She shook her head. God, how he wished he could ask her again, know what had happened at Heathrow. But he couldn’t push her now.

‘You’re a good girl.’

‘What was here before the sea?’

He looked out over the Adriatic whose curved grey rim held the sky off and drew the eye beyond it.

‘Nothing, love. There was nothing before the sea. Why?’

‘I just thought of it. Irma said —’

‘Bloody Irma.’

‘She said nothing lasts forever. But I said the sea.’

‘That fixed her. C’mon.’

• • •

IRMA HAD A HEINEKEN and a shot before her on the table when they found her in the lounge at noon. The sea was up a little and it was airless and mostly deserted down there. Most people were up on deck taking in a bit of mild sun, but Irma had settled in.

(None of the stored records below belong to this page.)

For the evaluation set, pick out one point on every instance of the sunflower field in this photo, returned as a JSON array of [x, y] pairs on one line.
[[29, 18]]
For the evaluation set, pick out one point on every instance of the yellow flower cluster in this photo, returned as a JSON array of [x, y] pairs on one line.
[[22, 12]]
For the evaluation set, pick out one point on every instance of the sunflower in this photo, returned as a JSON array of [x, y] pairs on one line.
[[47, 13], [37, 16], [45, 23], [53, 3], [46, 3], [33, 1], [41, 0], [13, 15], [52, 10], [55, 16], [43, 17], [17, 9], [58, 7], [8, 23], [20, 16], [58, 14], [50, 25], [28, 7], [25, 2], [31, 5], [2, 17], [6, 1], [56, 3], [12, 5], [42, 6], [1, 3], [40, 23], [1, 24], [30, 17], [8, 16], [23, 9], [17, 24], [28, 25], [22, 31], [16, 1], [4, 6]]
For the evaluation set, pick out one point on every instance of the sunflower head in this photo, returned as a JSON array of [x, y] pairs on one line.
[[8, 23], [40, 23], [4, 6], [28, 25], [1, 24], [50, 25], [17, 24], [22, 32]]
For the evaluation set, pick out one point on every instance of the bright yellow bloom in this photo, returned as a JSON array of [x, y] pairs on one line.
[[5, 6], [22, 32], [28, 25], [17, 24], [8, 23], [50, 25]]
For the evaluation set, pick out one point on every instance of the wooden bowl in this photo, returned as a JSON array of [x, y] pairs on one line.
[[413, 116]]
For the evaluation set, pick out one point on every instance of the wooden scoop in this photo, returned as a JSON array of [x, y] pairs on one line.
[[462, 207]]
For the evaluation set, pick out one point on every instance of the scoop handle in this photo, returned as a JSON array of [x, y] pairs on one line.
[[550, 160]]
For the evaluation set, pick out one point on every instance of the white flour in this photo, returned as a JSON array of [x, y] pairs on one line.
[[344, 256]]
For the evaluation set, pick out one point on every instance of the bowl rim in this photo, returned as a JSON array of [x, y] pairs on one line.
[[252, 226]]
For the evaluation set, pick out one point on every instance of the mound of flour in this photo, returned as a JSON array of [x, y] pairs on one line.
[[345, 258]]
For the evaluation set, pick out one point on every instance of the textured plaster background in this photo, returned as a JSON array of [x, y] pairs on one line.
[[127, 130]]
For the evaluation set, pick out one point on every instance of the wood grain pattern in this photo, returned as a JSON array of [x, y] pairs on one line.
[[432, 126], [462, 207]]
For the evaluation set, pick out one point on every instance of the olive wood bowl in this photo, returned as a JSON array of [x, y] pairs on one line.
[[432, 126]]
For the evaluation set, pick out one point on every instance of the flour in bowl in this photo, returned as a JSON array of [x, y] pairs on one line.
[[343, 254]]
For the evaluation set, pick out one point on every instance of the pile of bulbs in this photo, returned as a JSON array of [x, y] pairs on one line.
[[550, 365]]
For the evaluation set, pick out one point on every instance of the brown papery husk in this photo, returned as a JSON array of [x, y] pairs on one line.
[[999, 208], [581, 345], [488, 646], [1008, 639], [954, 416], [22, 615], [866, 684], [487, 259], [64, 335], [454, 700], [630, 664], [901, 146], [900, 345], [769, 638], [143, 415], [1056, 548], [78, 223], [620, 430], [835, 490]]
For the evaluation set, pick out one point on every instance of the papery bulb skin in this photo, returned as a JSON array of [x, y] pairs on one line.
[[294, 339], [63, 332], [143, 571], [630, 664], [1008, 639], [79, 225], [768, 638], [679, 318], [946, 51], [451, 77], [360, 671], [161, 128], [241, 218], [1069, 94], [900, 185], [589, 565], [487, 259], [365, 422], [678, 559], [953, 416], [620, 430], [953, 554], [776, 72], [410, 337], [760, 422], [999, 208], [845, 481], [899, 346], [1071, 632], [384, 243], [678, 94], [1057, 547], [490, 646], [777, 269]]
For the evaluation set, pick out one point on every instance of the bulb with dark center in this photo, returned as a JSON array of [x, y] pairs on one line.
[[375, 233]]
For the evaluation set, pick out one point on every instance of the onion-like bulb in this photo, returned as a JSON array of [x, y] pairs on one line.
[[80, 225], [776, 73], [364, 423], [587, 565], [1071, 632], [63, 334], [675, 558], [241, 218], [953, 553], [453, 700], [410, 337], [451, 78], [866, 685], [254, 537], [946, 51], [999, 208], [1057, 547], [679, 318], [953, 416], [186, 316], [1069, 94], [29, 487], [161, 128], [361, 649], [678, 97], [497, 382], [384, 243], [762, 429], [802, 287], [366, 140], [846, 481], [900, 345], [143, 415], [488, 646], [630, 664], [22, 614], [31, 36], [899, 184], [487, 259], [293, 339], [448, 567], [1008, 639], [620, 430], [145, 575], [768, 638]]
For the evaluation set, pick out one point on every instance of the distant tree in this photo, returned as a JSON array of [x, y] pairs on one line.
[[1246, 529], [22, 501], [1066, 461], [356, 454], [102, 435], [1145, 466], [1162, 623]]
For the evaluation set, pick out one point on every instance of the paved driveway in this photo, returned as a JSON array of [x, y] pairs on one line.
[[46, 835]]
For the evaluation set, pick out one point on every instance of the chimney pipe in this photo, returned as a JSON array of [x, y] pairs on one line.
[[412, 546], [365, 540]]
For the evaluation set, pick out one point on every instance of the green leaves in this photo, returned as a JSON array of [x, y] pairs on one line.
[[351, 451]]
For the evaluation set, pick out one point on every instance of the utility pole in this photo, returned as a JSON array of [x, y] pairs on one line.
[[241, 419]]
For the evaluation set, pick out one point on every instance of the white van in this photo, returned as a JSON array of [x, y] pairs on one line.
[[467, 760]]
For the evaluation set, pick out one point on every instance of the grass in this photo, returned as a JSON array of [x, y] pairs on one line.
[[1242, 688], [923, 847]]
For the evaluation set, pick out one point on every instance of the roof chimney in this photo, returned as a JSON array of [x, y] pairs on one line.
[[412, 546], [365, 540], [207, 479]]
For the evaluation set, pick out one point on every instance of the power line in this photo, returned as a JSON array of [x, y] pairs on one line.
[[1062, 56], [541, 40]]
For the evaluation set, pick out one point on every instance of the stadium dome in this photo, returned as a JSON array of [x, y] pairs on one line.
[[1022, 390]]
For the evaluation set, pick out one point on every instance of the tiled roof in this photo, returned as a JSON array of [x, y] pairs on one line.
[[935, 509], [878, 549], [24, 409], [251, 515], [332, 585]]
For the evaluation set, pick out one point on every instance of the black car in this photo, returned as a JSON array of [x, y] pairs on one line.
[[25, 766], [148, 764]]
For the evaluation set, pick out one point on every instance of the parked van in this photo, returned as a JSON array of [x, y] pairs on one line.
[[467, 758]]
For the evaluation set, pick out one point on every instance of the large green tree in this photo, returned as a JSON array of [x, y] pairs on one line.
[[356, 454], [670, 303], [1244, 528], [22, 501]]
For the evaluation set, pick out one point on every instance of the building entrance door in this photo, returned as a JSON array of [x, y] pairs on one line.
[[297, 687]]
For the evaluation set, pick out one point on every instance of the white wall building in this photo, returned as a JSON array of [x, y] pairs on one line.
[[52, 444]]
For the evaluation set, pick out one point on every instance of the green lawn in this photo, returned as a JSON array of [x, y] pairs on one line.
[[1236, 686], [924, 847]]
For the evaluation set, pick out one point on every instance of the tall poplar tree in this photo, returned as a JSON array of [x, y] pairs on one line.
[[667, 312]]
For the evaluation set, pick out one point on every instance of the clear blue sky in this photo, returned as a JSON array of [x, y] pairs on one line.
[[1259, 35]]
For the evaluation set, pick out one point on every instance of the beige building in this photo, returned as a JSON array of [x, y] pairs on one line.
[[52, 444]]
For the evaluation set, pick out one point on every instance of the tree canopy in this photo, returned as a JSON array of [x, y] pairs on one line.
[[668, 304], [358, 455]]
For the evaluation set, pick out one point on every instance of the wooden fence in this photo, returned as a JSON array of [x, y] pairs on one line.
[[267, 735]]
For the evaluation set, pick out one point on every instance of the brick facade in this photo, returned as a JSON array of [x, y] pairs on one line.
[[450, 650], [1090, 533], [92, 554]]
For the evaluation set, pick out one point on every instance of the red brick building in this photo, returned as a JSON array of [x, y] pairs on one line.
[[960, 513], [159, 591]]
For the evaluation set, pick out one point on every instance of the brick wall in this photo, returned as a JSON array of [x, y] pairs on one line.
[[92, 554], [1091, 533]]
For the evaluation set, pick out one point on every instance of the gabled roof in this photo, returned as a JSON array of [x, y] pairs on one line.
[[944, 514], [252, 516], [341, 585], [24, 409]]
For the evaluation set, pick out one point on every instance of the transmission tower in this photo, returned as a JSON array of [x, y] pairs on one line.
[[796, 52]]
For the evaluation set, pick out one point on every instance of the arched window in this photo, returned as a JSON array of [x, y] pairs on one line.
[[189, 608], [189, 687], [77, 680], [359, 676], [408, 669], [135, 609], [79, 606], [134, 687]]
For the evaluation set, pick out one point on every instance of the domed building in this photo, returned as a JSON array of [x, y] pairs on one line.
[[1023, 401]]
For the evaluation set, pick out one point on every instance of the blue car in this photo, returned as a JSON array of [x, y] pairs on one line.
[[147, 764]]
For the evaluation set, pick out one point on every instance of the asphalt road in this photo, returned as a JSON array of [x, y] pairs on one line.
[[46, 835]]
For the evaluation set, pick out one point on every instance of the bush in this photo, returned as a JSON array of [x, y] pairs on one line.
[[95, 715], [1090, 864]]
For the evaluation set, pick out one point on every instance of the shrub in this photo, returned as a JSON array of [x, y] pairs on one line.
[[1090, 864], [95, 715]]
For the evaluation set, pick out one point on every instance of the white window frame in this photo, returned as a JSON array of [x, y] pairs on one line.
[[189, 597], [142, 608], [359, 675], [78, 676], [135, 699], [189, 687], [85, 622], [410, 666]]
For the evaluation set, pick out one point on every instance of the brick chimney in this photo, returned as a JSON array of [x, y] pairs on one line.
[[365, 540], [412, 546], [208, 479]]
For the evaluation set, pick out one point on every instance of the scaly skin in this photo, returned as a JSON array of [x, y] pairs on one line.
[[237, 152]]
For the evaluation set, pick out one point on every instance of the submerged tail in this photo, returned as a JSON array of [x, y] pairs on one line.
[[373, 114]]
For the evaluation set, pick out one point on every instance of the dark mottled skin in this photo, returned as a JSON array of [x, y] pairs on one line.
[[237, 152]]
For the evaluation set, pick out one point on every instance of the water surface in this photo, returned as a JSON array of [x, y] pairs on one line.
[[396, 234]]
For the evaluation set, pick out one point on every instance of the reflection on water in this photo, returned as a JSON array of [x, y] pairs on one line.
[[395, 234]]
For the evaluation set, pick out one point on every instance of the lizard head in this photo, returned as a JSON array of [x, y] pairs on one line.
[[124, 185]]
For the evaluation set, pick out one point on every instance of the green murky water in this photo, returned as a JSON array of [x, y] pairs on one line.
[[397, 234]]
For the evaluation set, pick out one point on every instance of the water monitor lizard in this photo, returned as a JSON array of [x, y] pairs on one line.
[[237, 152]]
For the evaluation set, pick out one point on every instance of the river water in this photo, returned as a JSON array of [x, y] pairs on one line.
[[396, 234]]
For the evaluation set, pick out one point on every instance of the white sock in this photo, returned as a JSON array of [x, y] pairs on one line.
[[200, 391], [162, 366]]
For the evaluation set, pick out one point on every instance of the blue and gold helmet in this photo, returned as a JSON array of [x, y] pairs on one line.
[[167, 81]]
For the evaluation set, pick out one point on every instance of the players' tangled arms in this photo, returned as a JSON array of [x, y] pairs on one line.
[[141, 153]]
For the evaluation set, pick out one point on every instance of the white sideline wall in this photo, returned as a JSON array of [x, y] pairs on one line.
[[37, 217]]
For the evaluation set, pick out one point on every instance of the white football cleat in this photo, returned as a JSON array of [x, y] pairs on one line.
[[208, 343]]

‘What a pair you are,’ said Irma.

‘Billie, go get yourself a Pepsi.’ Scully gave the kid some drachs and some lire and watched her saunter to the bar and tackle the stool.

‘Tell me about the Intercontinental,’ said Scully.

‘Say please.’

‘You’re going to be ugly about it?’

‘I am the good, the bad and the ugly.’

‘You should stay off the piss for a while,’ he said as kindly as he could. ‘You’ll hurt yourself.’

‘Say please,’ she said, tipping the bottle to her lips, eyes on him all the time.

‘Please.’

She smiled around the bottle and he looked down at his meaty hands.

‘You don’t care for me, do you Scully?’

‘Only known you twelve hours, and for most of that I was asleep.’

‘Puritan, that’s the word that comes to mind.’

‘You wouldn’t be the first whose mind it popped into. I was just asking about my wife. You claimed to have seen her.’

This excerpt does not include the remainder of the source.